В истории публика любит не только декорации прошлого, но также знакомство с властью, которое она дает. И все же об игре, часто такой ограниченной, с главой государства, она мечтает как о высшей свободе. То, что зачаровывает ее во власти — ее умаление; не потому, что она обязательно подразумевает несправедливость, но потому, что люди слишком убедительно чувствуют собственное рабство, чтобы не мечтать об освобождении других людей. Но все же человеку в здравом рассудке трудно видеть в истории последовательность королевских капризов; и, если его желание свободы отказывается легко воплощаться во властителях, есть чувство, где зависть и братство смешиваются — желание увидеть, что и властители подчинены некоему рабству. Романтизм, фельетон, кино, очень хорошо чувствующие тот призыв, который мечты широких масс адресуют истории, но также и всю противоречивость ответа, который дает им история, поняли, что персонаж, кристаллизующий эти рассеянные мечты — это Серый кардинал, герой, который вдохновляет, иногда исполняет, и под влиянием которого действует король. Всемирный успех «Трех мушкетеров» показывает, как много людей любит убегать на несколько дней в тот мир, где политика Франции и Англии зависит не от судеб наций и не от мысли Ришелье, а от приключений д’Артаньяна[607].
Этот серый кардинал, который еще более обаятелен, если добавит к своей таинственности молодость и энергичность, был воплощен в Лоуренсе. Триумф Лоуэлла Томаса был обязан собой его способности развертывать цепь приключений; но также и тому, что, как он доказал, кампания в Аравии, освещенная под особым углом, могла вызывать на свет одну из самых древних грез человечества.
Самое большое преимущество репортера, изображающего своих персонажей — представлять свой рассказ как правду: история Лоуренса была более захватывающей, чем любой современный ей вымысел, потому что она «происходила на самом деле»; и публика хотела знать, как она могла произойти. Она всегда любит романтику, но предпочитает, чтобы ее писала судьба, а не фантазии авторов. Эти приключения разворачивались на Востоке, там, где возможно все, и где власть европейца иногда достаточно велика, чтобы его судьба приобретала форму романа: если индийские авантюристы не становились английскими принцами, то ведь западные авантюристы становились принцами Великой Индии. И все же слушатели не так верили бы тем эпизодам, о которых им рассказывал Лоуэлл Томас, если бы не знали, что за Лоуренсом стояла самая романтическая и, как предполагалось, одна из самых мощных организаций в войне: Интеллидженс Сервис.

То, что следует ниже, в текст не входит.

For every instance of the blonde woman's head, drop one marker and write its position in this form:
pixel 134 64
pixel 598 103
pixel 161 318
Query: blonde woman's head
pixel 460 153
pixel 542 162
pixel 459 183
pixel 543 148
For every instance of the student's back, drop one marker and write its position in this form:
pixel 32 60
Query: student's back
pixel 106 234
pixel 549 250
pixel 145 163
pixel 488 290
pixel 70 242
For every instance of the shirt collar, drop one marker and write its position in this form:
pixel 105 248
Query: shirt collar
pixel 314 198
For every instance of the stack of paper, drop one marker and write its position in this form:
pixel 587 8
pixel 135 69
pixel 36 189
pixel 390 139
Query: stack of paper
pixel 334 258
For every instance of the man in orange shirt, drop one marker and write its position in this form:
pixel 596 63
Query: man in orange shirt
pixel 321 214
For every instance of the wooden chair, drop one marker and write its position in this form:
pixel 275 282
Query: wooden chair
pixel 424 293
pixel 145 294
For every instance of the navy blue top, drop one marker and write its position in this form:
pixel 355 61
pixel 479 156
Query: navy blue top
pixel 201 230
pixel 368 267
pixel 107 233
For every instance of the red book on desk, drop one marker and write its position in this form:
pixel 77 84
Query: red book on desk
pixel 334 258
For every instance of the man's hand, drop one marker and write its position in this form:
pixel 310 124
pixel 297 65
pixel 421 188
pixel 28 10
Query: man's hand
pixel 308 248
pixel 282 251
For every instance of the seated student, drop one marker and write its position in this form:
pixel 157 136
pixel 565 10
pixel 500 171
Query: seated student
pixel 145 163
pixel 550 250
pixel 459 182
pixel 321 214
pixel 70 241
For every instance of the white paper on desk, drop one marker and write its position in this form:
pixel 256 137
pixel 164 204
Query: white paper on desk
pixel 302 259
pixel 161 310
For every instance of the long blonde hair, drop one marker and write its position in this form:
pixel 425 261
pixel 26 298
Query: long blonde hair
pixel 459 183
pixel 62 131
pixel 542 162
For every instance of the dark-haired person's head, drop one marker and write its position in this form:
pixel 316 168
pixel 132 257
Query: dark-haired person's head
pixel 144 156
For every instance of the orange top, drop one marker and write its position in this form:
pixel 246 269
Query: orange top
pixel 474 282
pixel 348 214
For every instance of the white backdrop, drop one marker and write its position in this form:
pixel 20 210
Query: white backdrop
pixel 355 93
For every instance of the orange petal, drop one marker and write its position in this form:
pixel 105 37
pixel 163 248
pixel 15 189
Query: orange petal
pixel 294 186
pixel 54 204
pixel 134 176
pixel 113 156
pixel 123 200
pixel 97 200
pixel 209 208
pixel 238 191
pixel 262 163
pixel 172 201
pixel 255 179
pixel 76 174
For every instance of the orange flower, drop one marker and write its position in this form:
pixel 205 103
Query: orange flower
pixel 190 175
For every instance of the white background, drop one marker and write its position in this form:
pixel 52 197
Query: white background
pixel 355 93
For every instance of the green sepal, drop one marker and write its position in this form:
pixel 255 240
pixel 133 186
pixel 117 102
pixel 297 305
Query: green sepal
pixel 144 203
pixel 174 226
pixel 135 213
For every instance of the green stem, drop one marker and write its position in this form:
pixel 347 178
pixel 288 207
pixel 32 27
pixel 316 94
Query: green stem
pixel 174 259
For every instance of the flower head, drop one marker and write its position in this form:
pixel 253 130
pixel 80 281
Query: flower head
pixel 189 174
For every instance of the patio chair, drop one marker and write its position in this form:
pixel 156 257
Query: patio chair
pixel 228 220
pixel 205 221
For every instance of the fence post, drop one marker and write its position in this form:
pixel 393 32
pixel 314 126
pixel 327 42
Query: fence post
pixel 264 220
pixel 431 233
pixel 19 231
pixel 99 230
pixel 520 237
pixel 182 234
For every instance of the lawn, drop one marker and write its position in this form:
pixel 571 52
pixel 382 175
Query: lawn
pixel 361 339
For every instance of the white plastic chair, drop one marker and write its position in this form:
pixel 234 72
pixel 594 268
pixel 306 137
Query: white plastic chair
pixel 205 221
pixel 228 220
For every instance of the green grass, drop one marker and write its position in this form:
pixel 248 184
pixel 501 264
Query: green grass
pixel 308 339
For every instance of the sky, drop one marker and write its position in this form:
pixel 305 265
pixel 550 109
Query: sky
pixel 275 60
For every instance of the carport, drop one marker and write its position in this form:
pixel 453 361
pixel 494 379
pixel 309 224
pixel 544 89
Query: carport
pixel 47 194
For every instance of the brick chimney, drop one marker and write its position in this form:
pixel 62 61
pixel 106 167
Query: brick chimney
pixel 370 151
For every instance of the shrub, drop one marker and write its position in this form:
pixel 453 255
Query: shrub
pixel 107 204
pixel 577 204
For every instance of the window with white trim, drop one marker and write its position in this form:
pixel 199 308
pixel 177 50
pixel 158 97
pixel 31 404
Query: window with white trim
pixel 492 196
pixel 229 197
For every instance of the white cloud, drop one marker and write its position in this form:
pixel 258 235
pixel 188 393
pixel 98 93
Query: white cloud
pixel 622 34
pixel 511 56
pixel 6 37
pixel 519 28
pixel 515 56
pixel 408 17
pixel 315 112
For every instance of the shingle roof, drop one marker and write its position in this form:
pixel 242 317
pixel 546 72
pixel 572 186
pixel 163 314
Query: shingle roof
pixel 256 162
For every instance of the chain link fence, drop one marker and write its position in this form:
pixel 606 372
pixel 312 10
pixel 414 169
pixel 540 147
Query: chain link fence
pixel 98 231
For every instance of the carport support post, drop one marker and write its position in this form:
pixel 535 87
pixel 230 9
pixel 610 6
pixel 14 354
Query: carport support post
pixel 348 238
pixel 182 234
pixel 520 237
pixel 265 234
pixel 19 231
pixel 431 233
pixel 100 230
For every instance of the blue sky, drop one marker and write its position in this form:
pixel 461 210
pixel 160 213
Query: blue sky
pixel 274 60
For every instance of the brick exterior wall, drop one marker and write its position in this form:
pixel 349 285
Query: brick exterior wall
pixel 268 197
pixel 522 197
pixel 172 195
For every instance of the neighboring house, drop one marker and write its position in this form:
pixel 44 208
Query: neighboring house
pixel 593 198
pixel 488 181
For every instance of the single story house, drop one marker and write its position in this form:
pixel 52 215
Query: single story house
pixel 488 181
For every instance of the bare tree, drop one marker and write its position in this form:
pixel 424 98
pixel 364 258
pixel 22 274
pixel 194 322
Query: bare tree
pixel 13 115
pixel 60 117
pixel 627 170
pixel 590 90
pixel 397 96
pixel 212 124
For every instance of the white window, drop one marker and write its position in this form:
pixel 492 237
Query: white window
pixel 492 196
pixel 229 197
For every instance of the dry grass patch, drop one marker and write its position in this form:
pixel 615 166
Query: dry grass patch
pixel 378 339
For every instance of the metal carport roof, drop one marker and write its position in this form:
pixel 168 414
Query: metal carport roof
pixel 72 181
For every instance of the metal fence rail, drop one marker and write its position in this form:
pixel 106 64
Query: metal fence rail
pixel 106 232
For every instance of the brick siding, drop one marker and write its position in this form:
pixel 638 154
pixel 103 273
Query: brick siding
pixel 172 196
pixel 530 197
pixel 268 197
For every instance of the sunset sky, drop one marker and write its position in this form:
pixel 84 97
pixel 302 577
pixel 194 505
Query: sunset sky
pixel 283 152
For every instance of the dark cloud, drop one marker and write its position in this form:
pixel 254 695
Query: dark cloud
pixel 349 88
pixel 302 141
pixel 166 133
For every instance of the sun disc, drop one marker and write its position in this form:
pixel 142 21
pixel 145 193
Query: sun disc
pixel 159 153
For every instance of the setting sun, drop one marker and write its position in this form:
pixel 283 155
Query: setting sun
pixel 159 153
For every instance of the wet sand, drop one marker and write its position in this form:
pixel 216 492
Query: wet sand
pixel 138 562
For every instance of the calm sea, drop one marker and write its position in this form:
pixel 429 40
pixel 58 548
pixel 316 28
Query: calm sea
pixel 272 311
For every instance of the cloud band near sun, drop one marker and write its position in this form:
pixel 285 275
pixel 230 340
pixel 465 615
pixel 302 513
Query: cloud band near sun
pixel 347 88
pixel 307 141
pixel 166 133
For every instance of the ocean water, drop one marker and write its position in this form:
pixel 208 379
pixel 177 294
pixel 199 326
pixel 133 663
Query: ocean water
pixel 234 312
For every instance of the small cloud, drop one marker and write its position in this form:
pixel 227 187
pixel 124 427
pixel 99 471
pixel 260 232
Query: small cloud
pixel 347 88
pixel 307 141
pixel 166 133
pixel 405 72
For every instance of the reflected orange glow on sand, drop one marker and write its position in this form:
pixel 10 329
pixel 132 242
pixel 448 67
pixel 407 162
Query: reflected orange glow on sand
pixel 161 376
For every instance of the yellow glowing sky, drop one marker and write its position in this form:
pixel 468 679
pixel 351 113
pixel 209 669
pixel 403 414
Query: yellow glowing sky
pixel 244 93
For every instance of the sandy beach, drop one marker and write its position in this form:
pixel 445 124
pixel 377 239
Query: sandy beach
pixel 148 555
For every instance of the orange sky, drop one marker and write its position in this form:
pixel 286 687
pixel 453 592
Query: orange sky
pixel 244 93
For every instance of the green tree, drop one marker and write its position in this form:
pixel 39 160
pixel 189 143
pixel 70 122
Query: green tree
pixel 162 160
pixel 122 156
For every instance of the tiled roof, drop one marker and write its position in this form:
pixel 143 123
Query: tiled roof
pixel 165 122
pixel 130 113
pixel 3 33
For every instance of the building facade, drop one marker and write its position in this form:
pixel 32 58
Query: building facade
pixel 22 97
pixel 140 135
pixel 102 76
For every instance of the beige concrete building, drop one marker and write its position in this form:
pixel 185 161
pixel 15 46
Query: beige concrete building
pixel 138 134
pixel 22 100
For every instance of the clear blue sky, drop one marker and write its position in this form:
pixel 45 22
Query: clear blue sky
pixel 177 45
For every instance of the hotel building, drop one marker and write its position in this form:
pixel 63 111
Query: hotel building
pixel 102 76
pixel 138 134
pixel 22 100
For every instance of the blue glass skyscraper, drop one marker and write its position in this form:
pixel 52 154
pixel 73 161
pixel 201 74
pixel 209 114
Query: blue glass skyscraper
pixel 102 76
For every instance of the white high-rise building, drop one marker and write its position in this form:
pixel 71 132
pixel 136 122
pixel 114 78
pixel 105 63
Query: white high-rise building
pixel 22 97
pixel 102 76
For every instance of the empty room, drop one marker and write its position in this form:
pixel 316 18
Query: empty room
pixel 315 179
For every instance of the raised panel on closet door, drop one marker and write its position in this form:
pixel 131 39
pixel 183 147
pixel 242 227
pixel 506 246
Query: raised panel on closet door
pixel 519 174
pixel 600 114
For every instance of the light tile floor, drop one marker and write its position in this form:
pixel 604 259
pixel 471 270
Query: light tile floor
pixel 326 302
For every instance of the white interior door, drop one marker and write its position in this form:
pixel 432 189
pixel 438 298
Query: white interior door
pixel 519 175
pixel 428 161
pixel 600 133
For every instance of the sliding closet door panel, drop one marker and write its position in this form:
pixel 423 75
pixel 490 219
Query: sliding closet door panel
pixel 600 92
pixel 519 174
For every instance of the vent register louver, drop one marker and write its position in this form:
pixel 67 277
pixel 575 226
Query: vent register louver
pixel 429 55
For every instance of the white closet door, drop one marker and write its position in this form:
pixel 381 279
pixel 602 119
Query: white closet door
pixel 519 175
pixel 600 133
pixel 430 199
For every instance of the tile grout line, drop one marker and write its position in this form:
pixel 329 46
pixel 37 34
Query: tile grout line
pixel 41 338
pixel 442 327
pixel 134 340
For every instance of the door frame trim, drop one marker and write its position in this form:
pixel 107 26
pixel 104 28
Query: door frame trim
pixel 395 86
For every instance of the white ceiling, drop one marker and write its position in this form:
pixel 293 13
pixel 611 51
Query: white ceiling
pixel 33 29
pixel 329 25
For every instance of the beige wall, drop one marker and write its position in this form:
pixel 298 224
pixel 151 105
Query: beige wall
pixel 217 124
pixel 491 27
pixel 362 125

С давних времен тайна, которая окружает этот знаменитый род войск, ждала своих символов. Это она делала правдоподобным вступление Лоуренса в область романтики. Верить в то, что история делается не теми, кто ее делает — в этом есть что-то утешительное, но инфантильное; ничего инфантильного нет в том, чтобы верить в тайные действия тех, чья обязанность — действовать втайне.
А Лоуэлл Томас обладал исключительной способностью укрывать в тени своего рассказа Интеллидженс Сервис, благодаря которой этот рассказ основывался на правде. «Я восхищался Лоуренсом, — говорил он, — больше, чем любым из людей, которых я встречал, а я всю жизнь провел в путешествиях и обошел семь морей»[608]; он любил его и за личные качества, и как романист — своего героя; он чувствовал, что он совсем не был эпическим разведчиком; и также чувствовал, что, если вывести на первый план Интеллидженс Сервис, Лоуренс стал бы агентом, в то время как он должен был стать — и был — вдохновителем. Серый кардинал должен вдохновлять, а не служить. Как Фейсал и арабские вожди, как деньги, подразумевалось, что Интеллидженс Сервис имела второстепенное значение.
607
Успех «Трех мушкетеров» в глазах Мальро богат поучительными сторонами. О них говорится в «Зеркале лимба» («Веревка и мыши»).